Kaïs Saïed n’est ni islamiste, ni salafiste, ni gauchiste marxiste (etc.) dans le sens strictement idéologique. Rien de tout ça. Est-il conservateur ? Certes, comme une grande partie de Tunisiens somme toute. Kaïs Saïed est inclassable d’où l’incompréhension qui a auréolé son ascension. Les sondages le donnaient au deuxième tour mais tout le monde était dans le déni. Est-il énigmatique ? Certes, du fait qu’on n’arrive pas à cerner le personnage et ses intentions. L’énigme se dissipe peu à peu et avec se profile une nouvelle inquiétude. C’est que le candidat s’est donné pour objectif de pousser le mécanisme démocratique à son extrême, dans une sorte de vision-patchwork. Radicalement décentralisateur, il prône une réforme constitutionnelle qui chamboulera le régime avec un pouvoir qui émane du local, en passant par le régional et enfin vers le central. Une forme de démocratie participative/directe. Est-ce réalisable au moment où la Tunisie peine à se relever des crises successives ? Une rupture brutale est-elle vraiment la solution ? Permettez-moi d’en douter et de nommer les choses par leur nom : ce n’est autre, à ce stade, qu’une utopie irréalisable concrètement au vu de la réalité socio-politique en Tunisie.
La sempiternelle famille « moderniste-progressiste », qui n’a pas fini de pleurer cette victoire de Saïed, n’a pas trouvé mieux pour le combattre que de dénigrer ses électeurs, que de le dénigrer sur le plan personnel. Sa diction robotique, son emploi systématique d’un arabe châtié, son français maladroit, son visage inexpressif sont tournés en dérision à tout bout de champ. La famille tente d’entrainer le débat sur la question identitaire. Fausses approches qui s’avéreront stériles et ne feront que renforcer la position du candidat auprès d’un plus large électorat. La leçon du premier tour n’a vraisemblablement pas été saisie.
Oui, il y a matière à s’inquiéter face aux positions rétrogrades de Kaïs Saïed. Oui, il y a matière à s’inquiéter en constatant la hargne, la haine et l’intolérance de milliers de ses supporters qui se lâchent carrément sur les réseaux sociaux contre les détracteurs de leur candidat. Oui, le soutien affiché d’Ennahdha, de la coalition des ligues de protection de la révolution et autres ultraconservateurs et Cpristes est rebutant.
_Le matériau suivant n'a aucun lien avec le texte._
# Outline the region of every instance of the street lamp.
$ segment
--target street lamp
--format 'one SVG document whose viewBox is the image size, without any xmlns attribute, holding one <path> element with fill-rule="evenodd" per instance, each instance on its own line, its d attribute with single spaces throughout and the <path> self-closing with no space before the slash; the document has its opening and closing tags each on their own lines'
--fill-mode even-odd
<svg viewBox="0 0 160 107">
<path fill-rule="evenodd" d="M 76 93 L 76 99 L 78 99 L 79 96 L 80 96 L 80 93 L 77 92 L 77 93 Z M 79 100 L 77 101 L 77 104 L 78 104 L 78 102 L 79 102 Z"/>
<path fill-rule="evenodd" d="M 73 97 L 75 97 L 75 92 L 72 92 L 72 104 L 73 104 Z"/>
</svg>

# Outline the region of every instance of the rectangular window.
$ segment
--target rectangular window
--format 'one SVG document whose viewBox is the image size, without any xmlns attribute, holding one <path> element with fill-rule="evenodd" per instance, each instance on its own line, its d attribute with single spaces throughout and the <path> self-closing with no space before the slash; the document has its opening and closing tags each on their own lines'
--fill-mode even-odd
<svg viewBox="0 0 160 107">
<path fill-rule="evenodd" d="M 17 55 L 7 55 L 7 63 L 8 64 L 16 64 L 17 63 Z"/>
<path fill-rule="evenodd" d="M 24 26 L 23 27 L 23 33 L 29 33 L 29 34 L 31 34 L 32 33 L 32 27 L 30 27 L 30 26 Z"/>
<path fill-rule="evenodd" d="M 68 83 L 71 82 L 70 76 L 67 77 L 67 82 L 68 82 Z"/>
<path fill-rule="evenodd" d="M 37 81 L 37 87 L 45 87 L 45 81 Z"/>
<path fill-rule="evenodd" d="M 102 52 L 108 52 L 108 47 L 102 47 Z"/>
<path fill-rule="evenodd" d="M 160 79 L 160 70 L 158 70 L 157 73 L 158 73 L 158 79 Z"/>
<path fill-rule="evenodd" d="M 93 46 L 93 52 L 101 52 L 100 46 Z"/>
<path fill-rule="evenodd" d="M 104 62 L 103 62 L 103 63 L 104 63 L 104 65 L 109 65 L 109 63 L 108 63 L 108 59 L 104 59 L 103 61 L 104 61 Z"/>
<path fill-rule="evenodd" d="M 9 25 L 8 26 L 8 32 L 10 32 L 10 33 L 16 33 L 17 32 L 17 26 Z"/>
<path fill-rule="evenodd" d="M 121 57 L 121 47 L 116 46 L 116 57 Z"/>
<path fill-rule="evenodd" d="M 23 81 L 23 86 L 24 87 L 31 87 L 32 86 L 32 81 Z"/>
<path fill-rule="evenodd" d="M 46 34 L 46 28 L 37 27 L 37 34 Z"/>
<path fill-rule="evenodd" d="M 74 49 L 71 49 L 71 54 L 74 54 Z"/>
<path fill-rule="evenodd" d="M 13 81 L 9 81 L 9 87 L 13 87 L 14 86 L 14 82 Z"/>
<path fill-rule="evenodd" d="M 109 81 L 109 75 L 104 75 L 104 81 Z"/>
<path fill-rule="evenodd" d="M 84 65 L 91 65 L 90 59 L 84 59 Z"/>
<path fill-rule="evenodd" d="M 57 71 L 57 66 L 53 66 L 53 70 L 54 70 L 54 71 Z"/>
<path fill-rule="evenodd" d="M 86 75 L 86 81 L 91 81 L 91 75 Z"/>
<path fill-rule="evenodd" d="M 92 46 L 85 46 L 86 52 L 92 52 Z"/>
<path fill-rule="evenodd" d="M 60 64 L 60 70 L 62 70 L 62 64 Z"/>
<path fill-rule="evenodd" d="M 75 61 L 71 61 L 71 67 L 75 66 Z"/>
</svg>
Sur ce dernier point, cette frange n’avait pas le choix. Pour Ennahdha par exemple, le candidat d’en face, Nabil Karoui, est « insoutenable » au risque de se mettre à dos son électorat. Est-ce qu’Ennahdha pense du bien de Kaïs Saïed? Au contraire, certaines de ses sorties avaient renfrogné le parti islamiste. D’ailleurs, plusieurs hauts cadres nahdhaouis le considèrent comme un laïc extrémiste de gauche, mais tant qu’ils y sont c’est un moindre mal. Peut-être qu’ils pensent pouvoir le « neutraliser »…
Tous, veulent surfer sur cette lame de fond qui l’a propulsé au deuxième tour et sur ses grandes chances de l’emporter, afin de brasser large pour les élections législatives. Et justement, en parlant de cette échéance qui approche à grands pas, tout se jouera à ce niveau. Un président de la République sans ceinture parlementaire a pratiquement les pieds et les poings liés. C’est de ce côté-là qu’il faudra viser. Bien viser, parce qu’une seconde claque par les urnes n’est pas à écarter.